Um insbe­son­dere die jüngere Gene­ra­tion an neue Tech­no­lo­gien heran­zu­führen, haben wir bei der Entwick­lung eines Precision Farming Moduls für das Compu­ter­spiel Land­wirt­schafts­si­mu­lator mitge­ar­beitet. Gemeinsam mit unseren Inge­nieuren sorgen wir dafür, dass neue Features intuitiv aufge­baut sowie einfach zu akti­vieren und zu bedienen sind.

In welchen Berei­chen inves­tiert John Deere mittel- und lang­fristig, um die Kosten der land­wirt­schaft­li­chen Produk­tion weiter zu senken?

Für die Planung unserer Forschungs- und Entwick­lungs­ak­tiv­täten arbeiten wir immer stärker mit Modell­be­trieben aus verschie­denen Ländern zusammen, die auf unter­schied­li­chen Böden mit einer Viel­zahl von klima­ti­schen Bedin­gungen zurecht­kommen müssen. Durch die enge Zusam­men­ar­beit mit Praxis­be­trieben bekommen wir einen guten Über­blick über das gesamte Produk­ti­ons­system und verschie­denste Entwick­lungen wie beim Hybrid­saatgut, Pflan­zen­schutz­mit­teln oder neue Trends in der Düngung. Außerdem erfahren wir, welche Deckungs­bei­trags­stei­ge­rungen durch diese Tech­no­lo­gien erzielt werden können.

Unsere Analysen haben gezeigt, dass die größten Effi­zi­enz­po­ten­tiale für den Land­wirt in den Arbeits­schritten Aussaat, Düngung und Pflan­zen­schutz liegen. Auf Basis unserer Erkennt­nisse entwi­ckeln wir neue tech­ni­sche Lösungen, welche den Kunden einen hohen Mehr­wert bieten, und über­prüfen diese auf den Model­be­trieben direkt auf Ihre Praxis­taug­lich­keit. Darüber hinaus schauen wir uns auch an, wie eine Verän­de­rung bei einem Arbeits­schritt sich auf die anderen Arbeits­schritte auswirkt. Wir nehmen also eine gesamt­heit­liche Betrach­tung vor.
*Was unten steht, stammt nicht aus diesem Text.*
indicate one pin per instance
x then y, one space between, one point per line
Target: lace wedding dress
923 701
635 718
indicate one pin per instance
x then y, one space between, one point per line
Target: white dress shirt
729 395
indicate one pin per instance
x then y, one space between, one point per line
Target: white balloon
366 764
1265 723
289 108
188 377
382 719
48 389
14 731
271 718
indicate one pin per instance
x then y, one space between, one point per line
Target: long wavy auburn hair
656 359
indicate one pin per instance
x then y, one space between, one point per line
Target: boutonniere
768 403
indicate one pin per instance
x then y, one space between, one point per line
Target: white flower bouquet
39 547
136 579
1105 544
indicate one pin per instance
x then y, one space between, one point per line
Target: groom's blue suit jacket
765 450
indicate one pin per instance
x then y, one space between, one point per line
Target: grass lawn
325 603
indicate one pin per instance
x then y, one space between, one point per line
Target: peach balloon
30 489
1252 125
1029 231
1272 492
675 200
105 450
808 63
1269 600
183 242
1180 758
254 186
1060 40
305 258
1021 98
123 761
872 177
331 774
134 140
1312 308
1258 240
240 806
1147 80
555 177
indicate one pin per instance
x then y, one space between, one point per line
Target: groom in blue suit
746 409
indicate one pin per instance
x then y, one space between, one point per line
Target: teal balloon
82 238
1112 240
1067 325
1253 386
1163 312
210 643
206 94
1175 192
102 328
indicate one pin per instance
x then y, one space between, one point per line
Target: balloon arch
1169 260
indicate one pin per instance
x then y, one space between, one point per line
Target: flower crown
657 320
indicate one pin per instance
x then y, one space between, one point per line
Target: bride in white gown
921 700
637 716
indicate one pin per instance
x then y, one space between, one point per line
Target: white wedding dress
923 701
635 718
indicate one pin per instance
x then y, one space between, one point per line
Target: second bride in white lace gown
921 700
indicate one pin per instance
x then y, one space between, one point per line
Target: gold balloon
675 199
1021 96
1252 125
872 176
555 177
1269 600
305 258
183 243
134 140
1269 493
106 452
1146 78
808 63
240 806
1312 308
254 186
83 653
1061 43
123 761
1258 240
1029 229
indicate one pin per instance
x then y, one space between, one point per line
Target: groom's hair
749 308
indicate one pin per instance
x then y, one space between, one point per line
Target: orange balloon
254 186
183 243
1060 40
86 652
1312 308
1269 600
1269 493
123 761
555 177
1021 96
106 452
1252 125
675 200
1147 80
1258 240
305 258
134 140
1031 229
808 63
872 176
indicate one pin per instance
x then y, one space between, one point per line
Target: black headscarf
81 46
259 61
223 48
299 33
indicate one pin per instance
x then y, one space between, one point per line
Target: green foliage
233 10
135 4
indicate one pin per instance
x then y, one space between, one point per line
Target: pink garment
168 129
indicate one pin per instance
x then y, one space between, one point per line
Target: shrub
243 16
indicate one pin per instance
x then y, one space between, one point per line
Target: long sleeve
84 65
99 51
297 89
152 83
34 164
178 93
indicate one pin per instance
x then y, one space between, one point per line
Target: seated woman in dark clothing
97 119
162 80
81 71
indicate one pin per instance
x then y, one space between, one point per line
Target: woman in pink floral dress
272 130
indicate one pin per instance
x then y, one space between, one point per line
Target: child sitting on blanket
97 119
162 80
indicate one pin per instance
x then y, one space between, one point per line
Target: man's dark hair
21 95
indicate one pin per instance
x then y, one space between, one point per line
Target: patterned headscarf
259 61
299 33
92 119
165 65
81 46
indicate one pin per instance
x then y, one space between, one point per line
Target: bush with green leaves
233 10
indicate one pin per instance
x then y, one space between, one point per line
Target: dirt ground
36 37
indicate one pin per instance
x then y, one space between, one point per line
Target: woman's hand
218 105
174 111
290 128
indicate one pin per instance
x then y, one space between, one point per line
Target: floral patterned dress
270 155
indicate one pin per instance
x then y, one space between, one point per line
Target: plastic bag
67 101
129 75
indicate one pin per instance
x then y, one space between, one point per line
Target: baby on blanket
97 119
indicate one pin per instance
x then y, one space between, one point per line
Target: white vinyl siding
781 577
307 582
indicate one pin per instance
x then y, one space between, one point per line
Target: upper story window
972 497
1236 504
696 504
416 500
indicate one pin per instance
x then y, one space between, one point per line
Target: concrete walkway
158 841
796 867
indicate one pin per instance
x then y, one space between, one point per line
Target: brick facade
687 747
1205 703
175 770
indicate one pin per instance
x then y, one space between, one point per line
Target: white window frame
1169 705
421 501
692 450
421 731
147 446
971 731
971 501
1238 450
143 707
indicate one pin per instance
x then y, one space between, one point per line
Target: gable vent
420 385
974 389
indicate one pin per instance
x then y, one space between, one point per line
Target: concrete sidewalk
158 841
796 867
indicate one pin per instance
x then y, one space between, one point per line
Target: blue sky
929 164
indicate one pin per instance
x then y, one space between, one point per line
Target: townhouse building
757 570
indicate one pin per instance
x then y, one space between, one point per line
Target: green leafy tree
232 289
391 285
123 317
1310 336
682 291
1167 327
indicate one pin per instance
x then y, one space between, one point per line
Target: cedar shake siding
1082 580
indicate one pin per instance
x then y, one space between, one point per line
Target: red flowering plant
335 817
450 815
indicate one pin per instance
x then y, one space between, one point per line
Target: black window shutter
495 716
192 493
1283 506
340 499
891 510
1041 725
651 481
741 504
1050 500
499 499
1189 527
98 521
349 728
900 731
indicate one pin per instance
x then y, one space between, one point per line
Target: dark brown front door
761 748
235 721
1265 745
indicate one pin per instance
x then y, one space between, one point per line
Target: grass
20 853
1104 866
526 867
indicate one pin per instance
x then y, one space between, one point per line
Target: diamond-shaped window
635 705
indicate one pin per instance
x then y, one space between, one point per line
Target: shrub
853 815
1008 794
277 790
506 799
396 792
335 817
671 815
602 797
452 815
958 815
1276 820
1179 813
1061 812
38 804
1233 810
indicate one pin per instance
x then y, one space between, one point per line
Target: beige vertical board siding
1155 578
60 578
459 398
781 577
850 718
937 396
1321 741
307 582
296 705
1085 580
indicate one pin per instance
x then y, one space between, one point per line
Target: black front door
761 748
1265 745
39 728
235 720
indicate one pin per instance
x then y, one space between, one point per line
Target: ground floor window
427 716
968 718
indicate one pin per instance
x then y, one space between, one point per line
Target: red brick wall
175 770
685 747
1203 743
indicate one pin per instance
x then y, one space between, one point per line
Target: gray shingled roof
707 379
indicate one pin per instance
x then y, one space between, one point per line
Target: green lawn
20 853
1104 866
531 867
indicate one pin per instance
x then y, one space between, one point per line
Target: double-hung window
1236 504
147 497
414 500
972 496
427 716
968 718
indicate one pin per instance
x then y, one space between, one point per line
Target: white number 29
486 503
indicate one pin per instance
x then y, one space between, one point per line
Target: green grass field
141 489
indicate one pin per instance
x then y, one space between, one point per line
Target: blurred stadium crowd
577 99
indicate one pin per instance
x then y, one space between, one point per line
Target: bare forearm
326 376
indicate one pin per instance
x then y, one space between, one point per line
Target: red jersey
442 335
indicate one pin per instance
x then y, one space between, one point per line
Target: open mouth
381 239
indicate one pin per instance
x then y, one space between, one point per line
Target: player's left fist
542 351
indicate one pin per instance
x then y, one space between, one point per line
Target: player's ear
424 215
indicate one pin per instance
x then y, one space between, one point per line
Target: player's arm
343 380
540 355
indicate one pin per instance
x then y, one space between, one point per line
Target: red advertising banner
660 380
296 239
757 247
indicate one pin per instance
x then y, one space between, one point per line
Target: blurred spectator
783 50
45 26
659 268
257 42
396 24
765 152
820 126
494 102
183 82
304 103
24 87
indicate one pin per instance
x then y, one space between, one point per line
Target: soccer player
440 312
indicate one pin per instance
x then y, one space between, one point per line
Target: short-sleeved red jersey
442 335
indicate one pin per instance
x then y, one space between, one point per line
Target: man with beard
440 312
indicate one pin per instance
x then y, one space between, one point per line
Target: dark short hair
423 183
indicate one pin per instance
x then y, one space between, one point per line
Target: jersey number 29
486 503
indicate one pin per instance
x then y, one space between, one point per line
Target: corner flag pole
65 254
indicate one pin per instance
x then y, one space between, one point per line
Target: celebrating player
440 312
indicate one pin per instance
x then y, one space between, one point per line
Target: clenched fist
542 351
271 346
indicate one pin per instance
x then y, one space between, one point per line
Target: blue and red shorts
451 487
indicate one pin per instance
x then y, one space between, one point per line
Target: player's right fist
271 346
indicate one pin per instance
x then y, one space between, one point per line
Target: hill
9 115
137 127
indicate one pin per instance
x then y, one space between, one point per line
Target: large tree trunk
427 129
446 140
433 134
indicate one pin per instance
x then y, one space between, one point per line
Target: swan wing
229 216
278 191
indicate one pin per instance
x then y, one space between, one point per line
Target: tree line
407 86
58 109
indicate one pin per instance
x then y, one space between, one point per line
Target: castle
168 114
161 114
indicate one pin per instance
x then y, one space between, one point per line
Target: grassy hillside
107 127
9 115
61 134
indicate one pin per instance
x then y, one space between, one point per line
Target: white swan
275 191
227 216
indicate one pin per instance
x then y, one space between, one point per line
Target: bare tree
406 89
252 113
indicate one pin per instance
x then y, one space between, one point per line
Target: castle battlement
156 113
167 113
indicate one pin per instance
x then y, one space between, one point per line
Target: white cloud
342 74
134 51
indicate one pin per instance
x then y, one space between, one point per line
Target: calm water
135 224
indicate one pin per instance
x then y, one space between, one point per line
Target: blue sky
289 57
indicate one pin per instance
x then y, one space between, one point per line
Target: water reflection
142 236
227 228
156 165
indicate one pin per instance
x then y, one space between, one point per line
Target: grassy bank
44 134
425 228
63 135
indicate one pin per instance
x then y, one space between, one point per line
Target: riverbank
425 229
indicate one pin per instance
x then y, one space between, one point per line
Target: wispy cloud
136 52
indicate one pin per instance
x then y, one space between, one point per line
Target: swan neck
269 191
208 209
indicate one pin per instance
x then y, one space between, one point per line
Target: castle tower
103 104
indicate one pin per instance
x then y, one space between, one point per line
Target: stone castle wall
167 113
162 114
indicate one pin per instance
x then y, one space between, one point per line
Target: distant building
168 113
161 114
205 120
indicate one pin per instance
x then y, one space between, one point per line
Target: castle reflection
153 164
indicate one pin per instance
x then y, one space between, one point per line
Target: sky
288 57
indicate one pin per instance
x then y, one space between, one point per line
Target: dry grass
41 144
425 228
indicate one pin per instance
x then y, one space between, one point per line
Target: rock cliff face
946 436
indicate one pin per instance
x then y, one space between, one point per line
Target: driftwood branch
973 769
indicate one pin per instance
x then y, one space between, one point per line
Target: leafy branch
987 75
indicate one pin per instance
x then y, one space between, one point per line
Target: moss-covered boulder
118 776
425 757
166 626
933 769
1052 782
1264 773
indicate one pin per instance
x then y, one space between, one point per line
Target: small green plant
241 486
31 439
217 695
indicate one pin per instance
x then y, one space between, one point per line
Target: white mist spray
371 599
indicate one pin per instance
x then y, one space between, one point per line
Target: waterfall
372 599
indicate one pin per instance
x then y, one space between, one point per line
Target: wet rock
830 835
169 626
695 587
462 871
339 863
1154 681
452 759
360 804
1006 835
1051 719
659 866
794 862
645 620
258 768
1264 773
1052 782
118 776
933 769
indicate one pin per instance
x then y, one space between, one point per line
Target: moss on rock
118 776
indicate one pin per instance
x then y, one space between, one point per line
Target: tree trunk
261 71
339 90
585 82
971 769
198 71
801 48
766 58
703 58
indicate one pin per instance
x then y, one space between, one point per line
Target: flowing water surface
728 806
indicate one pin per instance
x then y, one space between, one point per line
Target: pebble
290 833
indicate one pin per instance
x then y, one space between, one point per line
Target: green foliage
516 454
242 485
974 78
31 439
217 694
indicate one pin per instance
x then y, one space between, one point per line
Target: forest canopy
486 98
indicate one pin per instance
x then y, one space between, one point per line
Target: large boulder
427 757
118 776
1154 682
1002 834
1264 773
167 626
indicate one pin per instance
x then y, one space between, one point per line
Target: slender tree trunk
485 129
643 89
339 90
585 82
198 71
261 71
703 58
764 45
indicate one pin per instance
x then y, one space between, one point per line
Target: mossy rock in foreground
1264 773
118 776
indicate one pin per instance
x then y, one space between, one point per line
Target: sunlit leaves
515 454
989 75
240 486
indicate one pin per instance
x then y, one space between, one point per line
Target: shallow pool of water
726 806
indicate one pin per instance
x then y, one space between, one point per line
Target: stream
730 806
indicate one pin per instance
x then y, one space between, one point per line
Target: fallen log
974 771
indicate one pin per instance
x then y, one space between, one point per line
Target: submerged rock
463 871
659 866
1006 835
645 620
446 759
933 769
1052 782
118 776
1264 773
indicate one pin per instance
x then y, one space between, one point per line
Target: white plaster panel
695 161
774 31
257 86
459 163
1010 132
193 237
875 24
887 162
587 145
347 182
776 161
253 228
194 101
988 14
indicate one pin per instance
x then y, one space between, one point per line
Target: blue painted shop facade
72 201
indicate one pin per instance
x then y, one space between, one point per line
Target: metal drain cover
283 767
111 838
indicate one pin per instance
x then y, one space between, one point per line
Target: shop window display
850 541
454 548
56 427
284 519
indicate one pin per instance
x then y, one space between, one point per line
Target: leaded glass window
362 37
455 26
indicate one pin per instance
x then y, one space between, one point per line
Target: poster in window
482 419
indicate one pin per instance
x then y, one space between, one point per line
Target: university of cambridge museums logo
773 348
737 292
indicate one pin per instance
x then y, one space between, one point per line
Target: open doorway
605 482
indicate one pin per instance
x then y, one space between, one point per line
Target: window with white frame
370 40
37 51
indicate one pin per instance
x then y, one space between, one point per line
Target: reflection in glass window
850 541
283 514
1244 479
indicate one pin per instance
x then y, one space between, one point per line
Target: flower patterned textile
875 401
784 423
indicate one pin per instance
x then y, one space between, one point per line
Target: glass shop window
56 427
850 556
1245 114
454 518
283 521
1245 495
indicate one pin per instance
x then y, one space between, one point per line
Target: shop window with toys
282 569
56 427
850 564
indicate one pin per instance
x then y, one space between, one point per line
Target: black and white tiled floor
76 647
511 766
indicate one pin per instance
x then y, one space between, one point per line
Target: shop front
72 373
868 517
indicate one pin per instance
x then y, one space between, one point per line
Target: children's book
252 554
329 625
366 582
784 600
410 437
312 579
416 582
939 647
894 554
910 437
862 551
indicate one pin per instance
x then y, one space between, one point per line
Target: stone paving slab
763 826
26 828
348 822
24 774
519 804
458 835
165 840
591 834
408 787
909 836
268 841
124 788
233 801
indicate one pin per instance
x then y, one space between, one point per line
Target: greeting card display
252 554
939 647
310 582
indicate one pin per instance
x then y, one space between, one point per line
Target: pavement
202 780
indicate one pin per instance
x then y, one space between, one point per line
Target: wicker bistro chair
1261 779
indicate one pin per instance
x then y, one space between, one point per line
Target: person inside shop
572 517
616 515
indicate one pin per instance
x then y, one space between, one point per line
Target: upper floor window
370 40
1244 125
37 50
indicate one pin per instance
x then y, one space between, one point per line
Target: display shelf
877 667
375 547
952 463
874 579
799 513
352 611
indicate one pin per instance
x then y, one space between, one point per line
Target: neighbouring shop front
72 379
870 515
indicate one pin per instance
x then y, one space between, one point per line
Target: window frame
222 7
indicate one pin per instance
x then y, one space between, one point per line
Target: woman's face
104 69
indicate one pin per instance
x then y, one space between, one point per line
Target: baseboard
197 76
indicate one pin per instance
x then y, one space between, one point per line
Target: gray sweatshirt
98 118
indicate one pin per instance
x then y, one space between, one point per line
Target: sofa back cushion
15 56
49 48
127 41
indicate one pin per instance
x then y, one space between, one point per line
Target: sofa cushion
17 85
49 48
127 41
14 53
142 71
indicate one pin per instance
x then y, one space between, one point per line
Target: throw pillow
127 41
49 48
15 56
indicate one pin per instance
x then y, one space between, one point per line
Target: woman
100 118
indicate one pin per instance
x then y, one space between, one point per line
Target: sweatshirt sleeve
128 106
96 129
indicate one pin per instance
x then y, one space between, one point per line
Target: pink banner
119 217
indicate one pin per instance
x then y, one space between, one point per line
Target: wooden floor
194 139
Gemeinsam mit der Saaten Union sucht John Deere nach neuen Möglich­keiten zur opti­malen Aussaat.

Neben der teil­flä­chen­spe­zi­fi­schen Land­wirt­schaft arbeitet John Deere auch viel and der Auto­ma­ti­sie­rung von Maschinen. Was ist der Grund dafür?

Ein wich­tiger Aspekt bei der Maschi­nen­au­to­ma­ti­sie­rung besteht darin, dass der Land­wirt am Ende eines langen Arbeits­tages genauso produktiv arbeiten kann, wie in der ersten Stunde. Wir wollen ihn also aktiv entlasten. Darüber hinaus sehen wir auch, dass es für Land­wirte und Lohn­un­ter­nehmer immer schwie­riger wird, geeig­nete Mitar­bei­te­rinnen und Mitar­beiter zu finden, während an die Arbeits­qua­lität immer höhere Anfor­de­rungen gestellt werden.

Hier bietet die Auto­ma­ti­sie­rung Chancen, indem Sie die Bedie­nung der Maschinen verein­facht und gleich­zeitig eine hohe Arbeits­qua­lität sicher­stellt. Bisher haben wir einzelne Arbeits­schritte oder Aufgaben wie das Lenken auto­ma­ti­siert. In den USA haben wir im vergan­genen Jahr den ersten Traktor vorge­stellt, der voll­au­tonom (fahrerlos) die Boden­be­ar­bei­tung durch­führen kann. Der Weg führt also über die Teil­au­to­ma­ti­sie­rung zur Voll­au­to­ma­ti­sie­rung. Unser Ziel ist die Entwick­lung eines voll­au­to­nomen Farming­sys­tems bis 2030.

Was hat es mit den Nach­rüst­bün­deln auf sich?

Im Rahmen unserer Life-Cycle-Solu­tion Stra­tegie bieten wir unseren Kunden Nach­rüst­bündel an, die es erlauben auch auf älteren Maschinen die neuesten tech­no­lo­gi­schen Lösungen zu nutzen. Der Kunde kann so die neuesten tech­ni­schen Errun­gen­schaften auf seinem Betrieb einsetzen und so Betriebs­mittel einsparen, ohne gleich eine ganz neue Maschine kaufen zu müssen.

Darüber hinaus besitzen die meisten unserer Kunden mehrere Maschinen von uns, die aber nicht alle zwangs­läufig auf demselben tech­ni­schen Stand sind und daher nicht optimal im Zusam­men­spiel der verbun­denen Maschinen (connected machines) funk­tio­nieren. In einen solchen Fall bieten Nach­rüst­bündel die Möglich­keit, die ganze Flotte auf einen einheit­li­chen tech­ni­schen Stan­dard zu bringen.